I have been around a few Buddhist chat rooms since the advent of Netscape (boy, that was a few years ago!). It took me a long time to connect all the stars and see the constellation of what was happening. Let’s call it the constellation Vicarious. Vicariously, one may experience in their imagination, all the richness of ancient Chinese Zen just by reading books.
Whether we are in a Zen chat room on the Internet or participate in a number of Reddit Zen subs, basically, a vicarious Zen life is being experienced.
When a participant in a chat room posts a paragraph from Blofeld’s translation of Huang Po (Huangbo) this participant is essentially saying this paragraph speaks for me and all that it implies. But this is a fallacy insofar as it misleads others into unconsciously associating the poster with the wise words of Huang Po—a poster who never once went through the Buddhist training that Huang Po went through.
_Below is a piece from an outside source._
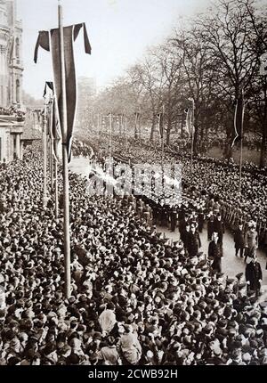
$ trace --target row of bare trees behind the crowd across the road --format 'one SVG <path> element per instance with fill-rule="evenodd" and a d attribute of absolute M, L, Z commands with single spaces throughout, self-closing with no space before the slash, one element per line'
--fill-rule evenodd
<path fill-rule="evenodd" d="M 267 77 L 261 59 L 267 53 L 267 13 L 255 0 L 216 0 L 205 14 L 174 30 L 164 44 L 150 48 L 125 77 L 101 92 L 90 114 L 125 114 L 150 126 L 155 138 L 158 112 L 165 106 L 166 144 L 185 125 L 184 110 L 195 103 L 194 152 L 208 135 L 226 134 L 231 157 L 234 102 L 245 93 L 245 132 L 262 142 L 261 166 L 267 165 Z M 267 64 L 266 64 L 267 66 Z M 266 72 L 267 73 L 267 72 Z"/>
When someone comes home from a hard day’s work and decides to read Huang Po just before going to bed, they are deceiving themselves to a certain degree. The kinship they feel with the words in the book does not mean they are getting enlightened. It is only a sympathetic participation realized through their imagination. It is the same as if someone were to read Einstein or a book on mountaineering. Does reading Einstein make this person a mathematician or does reading a book on mountaineering make one a mountain climber? Hardly.
Going to a Zen chat room or reading my favorite Zen master still falls under the definition of vicarious. I would be inclined to argue that joining a Zen community and sitting in zazen with fellow members is still very much of a vicarious endeavor as if to say, “I hope to be like a Zen master someday,” without going through the actual difficult struggle of being challenged, then having to meet Zen master Dahui's 'great doubt' 大疑 face to face being totally empty and forlorn.